A tangent line to a curve is a straight line that touches the curve at a single point without crossing it. This line represents the direction in which the curve is heading at that point. In the context of parametric equations, like the ones given in the exercise, each part of the curve is described in terms of a parameter, usually denoted by \(t\). The tangent line is crucial in calculus because it gives us an idea of the instantaneous rate of change or how fast something is changing at any given point. For the problem at hand, the tangent line is calculated at the specific point \((2, 2)\) on the curve, which corresponds to the parameter value \(t_0 = 1\).

The tangent line for this solution is derived from the slope obtained through derivatives, highlighting the connection between differentiation and geometrical concepts of slopes and lines.

Derivatives are a fundamental concept in calculus, representing the rate of change of a function concerning its variable. When dealing with parametric equations, each component function has its derivative. In our exercise, these are the derivatives of the functions \(\varphi_1(t) = t^2 + 1\) and \(\varphi_2(t) = t^3 + 1\).

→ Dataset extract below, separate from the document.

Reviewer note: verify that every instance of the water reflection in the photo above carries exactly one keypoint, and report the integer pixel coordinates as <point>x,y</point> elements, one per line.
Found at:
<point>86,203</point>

To find the derivatives, you compute:

• \( \frac{dx}{dt} = 2t \)
• \( \frac{dy}{dt} = 3t^2 \)

These expressions tell us how the \(x\) and \(y\) coordinates change as \(t\) changes. Evaluating these derivatives at \(t = 1\) gives us specific rates of change at that exact instance.

Such calculations are essential when determining the tangent line to a curve, as they provide the necessary slope information. Understanding derivatives helps in grasping the dynamic nature of equations and shapes.

The slope of a tangent line is a measure of how steep the tangent is at the point where it touches the curve. It can be thought of as the ratio of the vertical change to the horizontal change at that point. In parametric equations, the slope \(m\) is found as the ratio of the derivatives:

• \(m = \frac{\frac{dy}{dt}}{\frac{dx}{dt}}\)

For our curve, substituting the derivatives evaluated at \(t = 1\) gives:

• \(m = \frac{3}{2}\)

This positive slope indicates that the tangent line rises as it moves from left to right.

The slope of the tangent is not only pivotal for determining the tangent line equation but also provides insights into the behavior of the function at specific points, such as whether it's increasing or decreasing.

The point-slope form of a linear equation is a convenient way to write the equation of a line when you know both a point on the line and the slope. It is expressed as:

• \(y - y_1 = m(x - x_1)\)

Here, \((x_1, y_1)\) is any specific point on the line, and \(m\) is the slope. For our example, the point \((2, 2)\) is used as \((x_1, y_1)\) with a slope of \(\frac{3}{2}\). Therefore, the point-slope form of the tangent line at the curve is:

• \( y - 2 = \frac{3}{2}(x - 2) \)

This form makes it simple to substitute known values and solve for the equation of the tangent line.

This method of equation writing is particularly useful in calculus and geometry for swiftly deriving the equation of lines with given parameters.